Coronavirus travel shutdown: what are your rights?
My flight to Europe is cancelled. All I’m being offered is an alternative flight or vouchers. Is this legal?
No. But that hasn’t stopped a number of airlines doing exactly that. All flights on EU carriers within, or into the EU, and all flights leaving from an EU airport, are protected by the EU’s “denied boarding” rules, which require a full refund in seven days when flights are cancelled.
The problem for consumers is that enforcing these rights is proving very difficult. After initially promising to refund passengers within 20 working days, Ryanair has now said passengers should accept vouchers valid for 12 months, or wait until the Covid-19 pandemic is over for a refund.
Refunds at British Airways are only being processed by customer services which, of course, is impossible to contact. easyJet, initially only offered refunds through customer services but now has a web portal to request refunds.
Note: the EU cancellation rules do not apply to non-EU carriers where the flight started outside the EU – for example, a Korean Air flight from Seoul to London.
In the face of a no-refund policy, what should I do?
Taking the offer of replacement vouchers in the current climate is highly risky given the airline may not be around in six months. While some will be happy to accept vouchers, many will not.

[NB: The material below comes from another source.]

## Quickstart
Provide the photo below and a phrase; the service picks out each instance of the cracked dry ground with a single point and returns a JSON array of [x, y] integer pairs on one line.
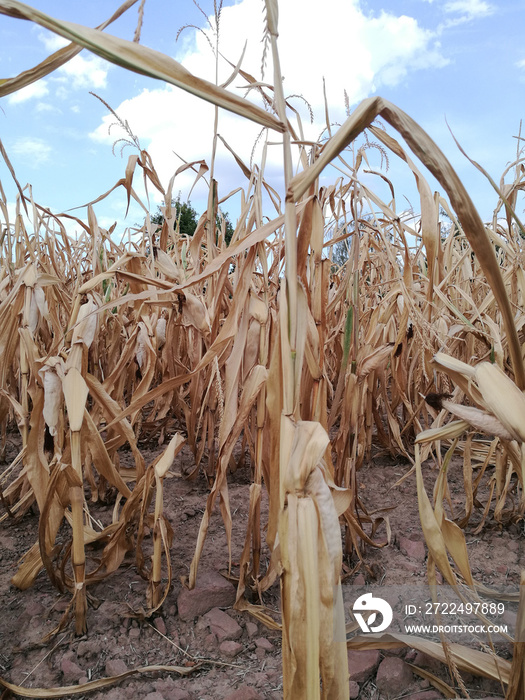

Coby Benson of the specialist flight compensation lawyers, Bott and Co, advises passengers to submit their refund request in writing, using the following text:
I understand that my flight [fight number] on [flight date] has been cancelled and I therefore request a full refund pursuant to articles 5(1)(a) and 8(1)(a) of EC Regulation No.261/2004. You are reminded that the refund must be made within seven days. For the avoidance of doubt, I do not accept a travel voucher.
If the airline does not respond or does not agree then the passenger can either issue court proceedings or use Alternative Dispute Resolution.
If your flight cost more than £100 and was booked using a credit card, you can hold the card provider jointly liable. When things calm down we suspect many passengers will be forced down this route.
My flight operated as scheduled but I was unable to go on it. What then?
The fact that the government advised against all but essential travel means travel insurance policies should pay foreign trip cancellation claims provided you bought your policy before the pandemic was declared on 11 March.